2. How many predictors are included?
Six predictors are included. Each positive predictor adds one point, making the tool easy to use during preoperative assessment and documentation.
3. Does age change the score?
No. Age is stored only for reporting in this file. The RCRI score itself depends on the six defined clinical predictors, not age alone.
4. What counts as high-risk surgery here?
This option is intended for operations commonly considered high-risk, such as major intraperitoneal, intrathoracic, or suprainguinal vascular procedures.
5. Why is insulin therapy a separate item?
The index specifically counts diabetes treated with insulin.

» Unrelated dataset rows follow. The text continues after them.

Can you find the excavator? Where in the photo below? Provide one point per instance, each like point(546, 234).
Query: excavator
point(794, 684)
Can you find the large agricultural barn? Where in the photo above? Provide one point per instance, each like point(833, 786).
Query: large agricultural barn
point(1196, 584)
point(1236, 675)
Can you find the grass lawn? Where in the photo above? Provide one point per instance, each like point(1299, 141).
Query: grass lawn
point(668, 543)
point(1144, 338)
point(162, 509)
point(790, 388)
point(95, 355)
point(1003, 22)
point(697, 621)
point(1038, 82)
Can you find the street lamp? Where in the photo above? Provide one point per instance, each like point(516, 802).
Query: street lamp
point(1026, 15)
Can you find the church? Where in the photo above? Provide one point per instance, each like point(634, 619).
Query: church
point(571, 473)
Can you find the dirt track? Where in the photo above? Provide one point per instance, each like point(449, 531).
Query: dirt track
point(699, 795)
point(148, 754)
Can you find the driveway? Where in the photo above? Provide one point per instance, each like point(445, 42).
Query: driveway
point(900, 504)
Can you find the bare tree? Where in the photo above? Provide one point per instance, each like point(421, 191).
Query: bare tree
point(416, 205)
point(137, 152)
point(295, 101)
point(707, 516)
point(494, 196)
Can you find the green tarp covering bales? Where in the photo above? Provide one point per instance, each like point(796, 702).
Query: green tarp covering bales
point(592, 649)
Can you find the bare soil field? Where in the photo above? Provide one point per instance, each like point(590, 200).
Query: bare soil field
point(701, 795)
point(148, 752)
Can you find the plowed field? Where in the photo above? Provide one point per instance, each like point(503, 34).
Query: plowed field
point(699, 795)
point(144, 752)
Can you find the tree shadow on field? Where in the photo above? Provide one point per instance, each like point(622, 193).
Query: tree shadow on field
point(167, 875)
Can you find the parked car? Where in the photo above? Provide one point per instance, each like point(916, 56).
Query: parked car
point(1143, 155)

Diabetes without insulin therapy does not add a point in this scoring model.
6. How is renal insufficiency handled?
Renal insufficiency adds one point when creatinine exceeds 2.0 mg/dL. A manual override is also available when laboratory data are unavailable but impairment is already confirmed.
7. Can I save the assessment?
Yes. After calculation, you can download a CSV report or create a PDF summary for records, referrals, or case discussion.
8. Is this tool enough for final clearance?
No. It supports structured estimation only. Final decisions should include clinical judgment, procedure urgency, functional status, and specialist advice when needed.